法要で若い衆を刺した
吉井誠容疑者は、そもそも京都を本拠とする会津小鉄会の大幹部だった。
「ヤクザになる前は松下電器に勤めとったんだけど、会津小鉄の金庫番をしていたカタギの人と仲良くなり、その後、渡世入りしたんです。紆余曲折あって会津小鉄の中島会に入ったときも、1回、事件を起こしよった」(会津小鉄会関係者と縁が深い京都の事業家)
1996年7月10日、会津小鉄会のヒットマン部隊が、京都府八幡市の理髪店で散髪中の山口組中野会・中野太郎会長を襲撃した。中野会長のボディガードが拳銃で応戦し、会津小鉄の2人を射殺し、中野会長に怪我はなかった。

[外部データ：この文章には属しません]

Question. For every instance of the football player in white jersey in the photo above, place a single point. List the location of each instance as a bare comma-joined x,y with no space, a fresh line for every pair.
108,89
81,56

「殺された2人の法要に、会津小鉄を絶縁になった組長に付き従っていた若い衆が参列したんです。暴力団社会では、組織を処分になった人間とつるんでいるのは絶対のタブー。吉井さんはそいつを不意打ちしてぶすっといきよった(※刺した)。この事件で懲役に行った。出所した後は中島会に戻らず、会津小鉄六代目となった馬場美次会長に拾われた。だから会津での最終的な経歴は馬場組です」(会津小鉄会元幹部)
2015年に山口組が分裂すると、会津小鉄会は離脱派の神戸山口組側と連携する。会津小鉄の会長である馬場六代目が、神戸山口組のトップ・山健組四代目井上邦雄組長と兄弟分だったからだ。
2017年、山口組分裂のあおりを受け、今度は会津小鉄会が分裂してしまった。弘道会をはじめとした六代目山口組側は、会津小鉄会から絶縁になった若頭を支援して後見となり、当方こそが正当な会津小鉄会だと主張した。神戸山口組の支援を受けていた旧勢力はこれと真っ向から対立し、双方が七代目会津小鉄会を名乗るという前代未聞の事態に陥った。
私はどちら側の襲名式も取材し、会場内に入って写真を撮ったが、馬場六代目会長が代目を譲った金子利典七代目の襲名式には、吉井容疑者の名前を書いた書き出しがあり、当然、彼も式場にいた。